Like Sergio Leone said (correct me if I'm wrong), it was hard back then to make a film and not add political allegory. This film is no exception. Its political message is often overlooked but is extremely evident and is not really any big secret. As in many Spaghettis, we have the aristocratic landowner exploiting the poor Mexican Peons. The same set up is used here but seems rather explicit. Elements such as snitches and retribution are also in this political fray. In fact, the set up in this film seems to be quite pro Communist in its delivery. As in this film, the Peons work in mines for money and make their decisions as a group.


The film's dramatic power could not have been achieved without Bruno Nicolai's wonderfully grand score. He uses Piano riffs instead of guitar riffs for the build up scenes. He also uses vocals and orchestra wonderfully. And as usual, Nicolai gives us some of the most stinging Guitar riffs ever heard in the genre.

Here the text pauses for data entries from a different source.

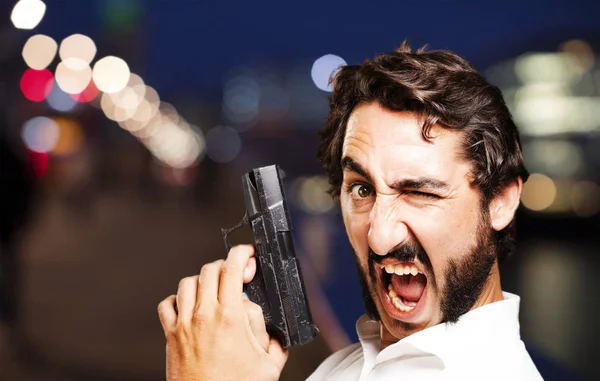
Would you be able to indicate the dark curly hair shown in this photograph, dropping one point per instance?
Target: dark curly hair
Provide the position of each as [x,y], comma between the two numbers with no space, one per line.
[445,90]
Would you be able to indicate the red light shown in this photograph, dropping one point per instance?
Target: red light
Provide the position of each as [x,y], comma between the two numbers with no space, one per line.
[87,95]
[36,84]
[38,162]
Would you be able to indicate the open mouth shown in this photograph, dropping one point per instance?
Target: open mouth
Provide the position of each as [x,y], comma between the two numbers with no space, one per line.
[403,288]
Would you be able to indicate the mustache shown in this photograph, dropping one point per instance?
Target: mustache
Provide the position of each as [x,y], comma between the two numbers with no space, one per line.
[405,253]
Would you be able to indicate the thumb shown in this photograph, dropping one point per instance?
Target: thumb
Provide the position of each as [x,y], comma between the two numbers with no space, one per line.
[277,353]
[250,270]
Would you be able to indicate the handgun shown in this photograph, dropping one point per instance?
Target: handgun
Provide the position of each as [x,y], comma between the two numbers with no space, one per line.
[277,287]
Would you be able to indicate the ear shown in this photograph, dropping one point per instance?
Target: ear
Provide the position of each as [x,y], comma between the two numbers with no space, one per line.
[504,205]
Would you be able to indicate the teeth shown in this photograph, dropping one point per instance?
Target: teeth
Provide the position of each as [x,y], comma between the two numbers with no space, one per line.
[397,301]
[391,292]
[401,269]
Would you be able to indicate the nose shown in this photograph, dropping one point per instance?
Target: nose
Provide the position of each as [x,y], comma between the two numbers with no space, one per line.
[387,229]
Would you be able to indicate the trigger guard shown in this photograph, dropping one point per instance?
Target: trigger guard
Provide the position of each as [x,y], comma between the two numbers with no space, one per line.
[226,232]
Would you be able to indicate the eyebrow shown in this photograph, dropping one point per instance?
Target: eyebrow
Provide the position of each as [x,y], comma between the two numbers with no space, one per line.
[416,184]
[351,165]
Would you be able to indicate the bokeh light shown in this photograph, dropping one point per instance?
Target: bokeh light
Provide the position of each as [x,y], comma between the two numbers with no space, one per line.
[78,46]
[175,145]
[39,51]
[582,52]
[132,95]
[311,194]
[325,68]
[111,74]
[223,144]
[73,75]
[113,111]
[70,136]
[88,94]
[36,84]
[59,100]
[40,134]
[538,192]
[27,14]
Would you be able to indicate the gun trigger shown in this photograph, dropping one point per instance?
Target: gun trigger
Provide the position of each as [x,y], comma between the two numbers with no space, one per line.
[226,232]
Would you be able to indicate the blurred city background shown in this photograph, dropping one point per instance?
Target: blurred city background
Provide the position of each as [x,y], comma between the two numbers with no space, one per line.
[138,117]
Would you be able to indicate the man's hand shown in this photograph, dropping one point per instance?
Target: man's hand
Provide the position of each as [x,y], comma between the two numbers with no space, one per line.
[212,332]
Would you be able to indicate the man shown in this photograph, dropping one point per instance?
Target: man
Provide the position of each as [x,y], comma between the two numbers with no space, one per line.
[427,165]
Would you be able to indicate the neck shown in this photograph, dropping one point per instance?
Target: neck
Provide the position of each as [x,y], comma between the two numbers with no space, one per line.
[492,292]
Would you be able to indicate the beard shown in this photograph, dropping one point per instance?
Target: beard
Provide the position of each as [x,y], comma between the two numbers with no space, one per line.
[465,276]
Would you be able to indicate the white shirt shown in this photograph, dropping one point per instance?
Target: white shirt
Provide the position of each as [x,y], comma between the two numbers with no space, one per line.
[485,344]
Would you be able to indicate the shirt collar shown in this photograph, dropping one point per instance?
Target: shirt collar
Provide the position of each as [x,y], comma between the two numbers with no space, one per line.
[498,321]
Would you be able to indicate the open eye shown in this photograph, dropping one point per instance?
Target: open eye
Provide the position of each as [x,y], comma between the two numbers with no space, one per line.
[360,191]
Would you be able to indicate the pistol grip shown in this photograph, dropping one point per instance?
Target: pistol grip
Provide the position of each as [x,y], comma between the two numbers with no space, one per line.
[256,292]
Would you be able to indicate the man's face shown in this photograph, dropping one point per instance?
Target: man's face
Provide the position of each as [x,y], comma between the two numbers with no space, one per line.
[421,239]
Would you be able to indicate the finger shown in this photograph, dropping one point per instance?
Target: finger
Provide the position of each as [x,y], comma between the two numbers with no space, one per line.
[232,277]
[250,270]
[277,353]
[257,323]
[186,298]
[167,313]
[208,283]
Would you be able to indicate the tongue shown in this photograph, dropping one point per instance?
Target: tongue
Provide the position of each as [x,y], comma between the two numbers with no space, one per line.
[409,287]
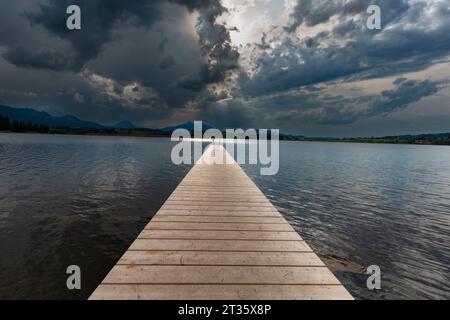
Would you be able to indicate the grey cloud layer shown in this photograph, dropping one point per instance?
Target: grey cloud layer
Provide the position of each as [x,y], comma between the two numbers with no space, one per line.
[144,60]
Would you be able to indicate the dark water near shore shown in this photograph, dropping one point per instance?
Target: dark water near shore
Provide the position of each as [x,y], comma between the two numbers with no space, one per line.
[82,200]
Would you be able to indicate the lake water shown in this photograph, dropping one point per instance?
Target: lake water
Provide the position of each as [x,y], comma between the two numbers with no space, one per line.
[82,200]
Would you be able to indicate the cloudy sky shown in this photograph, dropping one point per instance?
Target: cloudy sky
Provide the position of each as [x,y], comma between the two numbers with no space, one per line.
[303,66]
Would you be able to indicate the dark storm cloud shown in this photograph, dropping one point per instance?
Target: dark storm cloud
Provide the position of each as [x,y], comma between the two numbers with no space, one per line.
[99,19]
[314,12]
[407,43]
[319,107]
[144,60]
[118,43]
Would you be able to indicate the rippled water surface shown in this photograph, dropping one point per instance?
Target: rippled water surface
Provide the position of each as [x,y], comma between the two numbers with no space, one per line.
[82,200]
[366,204]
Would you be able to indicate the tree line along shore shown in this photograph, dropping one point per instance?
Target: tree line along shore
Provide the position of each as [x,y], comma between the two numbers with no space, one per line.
[8,125]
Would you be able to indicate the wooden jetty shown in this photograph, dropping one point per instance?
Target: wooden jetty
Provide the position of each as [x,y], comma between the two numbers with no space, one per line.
[219,237]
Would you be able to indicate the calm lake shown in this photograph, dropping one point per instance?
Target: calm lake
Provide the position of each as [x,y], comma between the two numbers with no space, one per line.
[82,200]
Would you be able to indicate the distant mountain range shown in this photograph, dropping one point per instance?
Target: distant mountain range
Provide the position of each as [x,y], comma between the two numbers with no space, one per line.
[38,117]
[43,118]
[188,126]
[125,125]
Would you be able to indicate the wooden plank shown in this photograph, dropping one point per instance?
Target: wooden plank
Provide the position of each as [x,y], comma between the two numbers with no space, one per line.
[217,213]
[220,258]
[219,237]
[137,274]
[218,226]
[203,219]
[219,245]
[221,292]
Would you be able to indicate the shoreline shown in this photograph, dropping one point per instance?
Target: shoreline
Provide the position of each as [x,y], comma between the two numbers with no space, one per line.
[162,135]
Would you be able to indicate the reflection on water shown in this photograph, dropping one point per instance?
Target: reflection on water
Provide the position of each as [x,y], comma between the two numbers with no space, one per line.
[75,200]
[361,204]
[82,200]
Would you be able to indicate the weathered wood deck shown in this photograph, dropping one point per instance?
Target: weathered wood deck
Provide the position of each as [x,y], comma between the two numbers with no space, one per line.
[218,237]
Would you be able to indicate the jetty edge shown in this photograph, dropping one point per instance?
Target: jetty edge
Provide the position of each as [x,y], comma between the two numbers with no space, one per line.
[218,237]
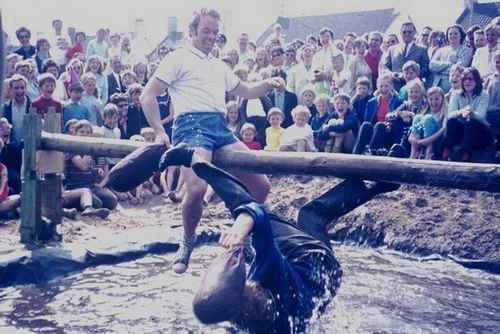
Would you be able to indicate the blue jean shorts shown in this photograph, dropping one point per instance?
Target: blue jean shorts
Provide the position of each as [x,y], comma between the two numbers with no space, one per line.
[202,129]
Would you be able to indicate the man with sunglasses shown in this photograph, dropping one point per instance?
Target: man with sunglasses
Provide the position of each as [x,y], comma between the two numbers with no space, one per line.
[398,55]
[26,50]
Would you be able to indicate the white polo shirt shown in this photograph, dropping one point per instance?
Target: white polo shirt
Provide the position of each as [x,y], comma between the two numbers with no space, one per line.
[196,82]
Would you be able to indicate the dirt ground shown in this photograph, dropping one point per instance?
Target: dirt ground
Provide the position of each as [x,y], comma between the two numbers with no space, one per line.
[416,220]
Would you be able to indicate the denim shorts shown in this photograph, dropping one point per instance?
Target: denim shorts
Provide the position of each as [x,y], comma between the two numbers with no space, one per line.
[202,129]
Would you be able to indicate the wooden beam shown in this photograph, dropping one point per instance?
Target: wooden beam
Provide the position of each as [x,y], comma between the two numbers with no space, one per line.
[482,177]
[31,224]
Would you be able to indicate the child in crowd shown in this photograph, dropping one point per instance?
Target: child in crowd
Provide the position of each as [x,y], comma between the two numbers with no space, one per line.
[307,97]
[81,171]
[341,78]
[275,118]
[234,118]
[299,136]
[456,71]
[8,204]
[343,127]
[411,71]
[320,119]
[74,109]
[361,97]
[429,126]
[69,127]
[45,101]
[89,98]
[248,133]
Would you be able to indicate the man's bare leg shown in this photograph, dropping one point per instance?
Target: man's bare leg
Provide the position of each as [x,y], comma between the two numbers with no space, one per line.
[257,184]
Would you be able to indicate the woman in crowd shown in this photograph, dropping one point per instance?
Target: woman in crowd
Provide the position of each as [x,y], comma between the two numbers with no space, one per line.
[455,53]
[428,127]
[467,127]
[95,66]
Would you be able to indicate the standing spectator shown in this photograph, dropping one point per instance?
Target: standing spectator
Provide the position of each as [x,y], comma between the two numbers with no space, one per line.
[428,128]
[95,65]
[115,84]
[455,53]
[74,109]
[398,55]
[484,59]
[15,109]
[78,48]
[98,46]
[283,99]
[42,53]
[26,50]
[374,54]
[467,126]
[301,75]
[46,100]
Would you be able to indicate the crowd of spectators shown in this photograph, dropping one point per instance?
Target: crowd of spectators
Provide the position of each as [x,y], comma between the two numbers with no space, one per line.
[435,94]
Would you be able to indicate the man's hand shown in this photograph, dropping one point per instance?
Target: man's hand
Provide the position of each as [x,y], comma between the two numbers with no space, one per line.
[162,138]
[276,83]
[236,234]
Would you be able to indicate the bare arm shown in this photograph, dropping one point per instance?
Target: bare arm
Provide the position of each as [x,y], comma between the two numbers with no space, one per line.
[257,89]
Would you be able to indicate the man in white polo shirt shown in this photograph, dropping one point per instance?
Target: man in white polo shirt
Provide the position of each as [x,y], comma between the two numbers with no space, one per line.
[197,83]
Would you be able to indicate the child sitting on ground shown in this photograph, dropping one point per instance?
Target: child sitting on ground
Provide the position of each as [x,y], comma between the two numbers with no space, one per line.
[248,133]
[320,119]
[275,118]
[299,136]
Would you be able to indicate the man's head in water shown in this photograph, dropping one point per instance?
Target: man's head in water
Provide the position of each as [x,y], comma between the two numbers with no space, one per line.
[204,28]
[257,310]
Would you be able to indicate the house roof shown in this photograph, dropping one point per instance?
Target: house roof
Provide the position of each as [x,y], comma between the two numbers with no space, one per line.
[481,14]
[340,23]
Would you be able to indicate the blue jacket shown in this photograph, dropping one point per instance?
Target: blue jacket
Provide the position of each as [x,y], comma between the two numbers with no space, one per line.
[373,105]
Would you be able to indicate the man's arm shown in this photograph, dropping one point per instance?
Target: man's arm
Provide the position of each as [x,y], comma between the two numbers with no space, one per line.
[154,88]
[257,89]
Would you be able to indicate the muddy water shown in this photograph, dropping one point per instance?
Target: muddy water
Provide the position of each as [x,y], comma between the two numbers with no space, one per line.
[381,292]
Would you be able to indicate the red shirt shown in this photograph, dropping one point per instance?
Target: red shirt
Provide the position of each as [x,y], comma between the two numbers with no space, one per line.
[253,145]
[383,108]
[373,62]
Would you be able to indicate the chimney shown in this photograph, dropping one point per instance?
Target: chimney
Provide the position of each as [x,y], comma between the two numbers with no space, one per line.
[171,25]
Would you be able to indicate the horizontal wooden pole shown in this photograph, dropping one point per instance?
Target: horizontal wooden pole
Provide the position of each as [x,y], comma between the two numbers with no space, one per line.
[482,177]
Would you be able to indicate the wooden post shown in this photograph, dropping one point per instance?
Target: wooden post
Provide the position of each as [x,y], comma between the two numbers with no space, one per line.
[31,224]
[50,164]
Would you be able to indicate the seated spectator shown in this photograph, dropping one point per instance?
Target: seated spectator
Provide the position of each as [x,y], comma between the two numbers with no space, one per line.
[89,98]
[82,173]
[248,133]
[428,127]
[343,127]
[8,204]
[299,136]
[46,100]
[341,77]
[15,109]
[455,80]
[467,127]
[234,118]
[11,156]
[135,116]
[307,97]
[74,109]
[411,71]
[375,131]
[26,50]
[319,120]
[493,88]
[361,97]
[283,99]
[455,53]
[274,132]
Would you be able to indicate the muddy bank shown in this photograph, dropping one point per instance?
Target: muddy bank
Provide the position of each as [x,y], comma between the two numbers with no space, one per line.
[416,220]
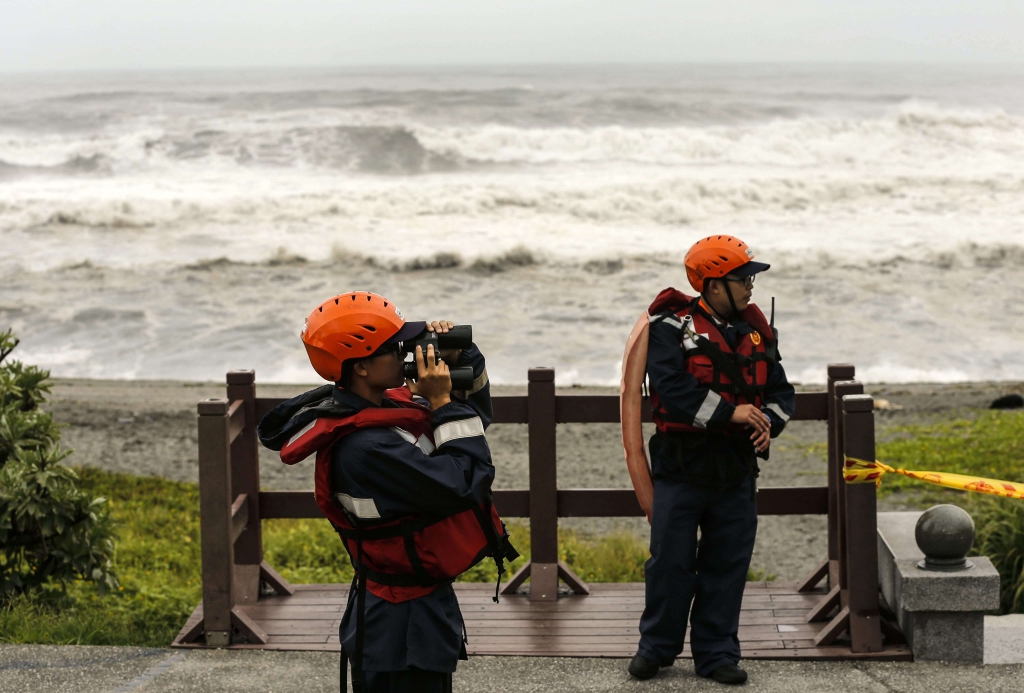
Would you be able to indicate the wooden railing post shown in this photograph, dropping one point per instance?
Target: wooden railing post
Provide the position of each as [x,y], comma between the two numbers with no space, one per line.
[843,389]
[245,479]
[861,529]
[837,372]
[215,520]
[837,596]
[543,486]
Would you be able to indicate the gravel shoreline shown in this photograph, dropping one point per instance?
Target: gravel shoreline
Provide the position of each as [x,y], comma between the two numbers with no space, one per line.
[147,428]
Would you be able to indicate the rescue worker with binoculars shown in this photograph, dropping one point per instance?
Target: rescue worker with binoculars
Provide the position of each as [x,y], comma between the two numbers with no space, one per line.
[719,394]
[403,473]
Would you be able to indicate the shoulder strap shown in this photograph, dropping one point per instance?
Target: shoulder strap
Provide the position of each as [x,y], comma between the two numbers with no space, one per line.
[722,362]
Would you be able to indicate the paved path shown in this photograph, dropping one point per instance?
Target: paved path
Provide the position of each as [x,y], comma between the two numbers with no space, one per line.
[126,669]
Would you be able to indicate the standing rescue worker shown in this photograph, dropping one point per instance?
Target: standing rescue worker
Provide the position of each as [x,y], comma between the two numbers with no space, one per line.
[718,394]
[403,473]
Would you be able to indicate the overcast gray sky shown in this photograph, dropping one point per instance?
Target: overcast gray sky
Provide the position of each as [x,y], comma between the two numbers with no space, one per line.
[144,34]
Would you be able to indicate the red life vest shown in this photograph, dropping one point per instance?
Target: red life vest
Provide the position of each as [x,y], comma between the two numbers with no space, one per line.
[411,556]
[700,335]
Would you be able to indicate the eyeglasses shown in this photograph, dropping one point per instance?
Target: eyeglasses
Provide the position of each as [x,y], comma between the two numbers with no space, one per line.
[745,280]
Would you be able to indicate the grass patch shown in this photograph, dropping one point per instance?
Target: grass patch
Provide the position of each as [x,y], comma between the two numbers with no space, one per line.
[159,561]
[991,446]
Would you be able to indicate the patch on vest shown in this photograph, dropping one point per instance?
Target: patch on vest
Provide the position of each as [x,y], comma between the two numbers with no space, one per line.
[365,509]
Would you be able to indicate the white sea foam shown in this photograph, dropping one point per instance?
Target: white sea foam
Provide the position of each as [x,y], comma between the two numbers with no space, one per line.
[212,215]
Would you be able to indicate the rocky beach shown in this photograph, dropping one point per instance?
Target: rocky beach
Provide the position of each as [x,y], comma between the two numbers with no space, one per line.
[147,428]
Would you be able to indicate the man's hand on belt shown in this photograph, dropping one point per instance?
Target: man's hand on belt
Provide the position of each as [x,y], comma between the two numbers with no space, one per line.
[748,415]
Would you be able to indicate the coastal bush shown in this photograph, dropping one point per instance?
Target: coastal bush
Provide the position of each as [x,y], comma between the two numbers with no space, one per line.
[51,532]
[999,524]
[991,445]
[159,564]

Fabio Testi does a great job as Roy. Better put, he does a spectacular job at being the Quintessential Spaghetti Western hero. Quick with a gun, tongue, and Rifle; tight with his eyes, lips, and feelings. The beautiful Charo Lopez is more than just a pretty face here. Her performance is often quite good and very believeable. Eduardo Fajardo turns in a Fajardo villain. You know what that means.


Florio directs some very good scenes. Particularly the Cavalry ambush and the ending duel. The rest are all adequate. He doesn't seem too preoccupied with making something too big or different. He tells a simple tale and that's it.


Now that Koch Media has graced this previously obscure film with a DVD release, we can all sit back and watch this genre masterpiece.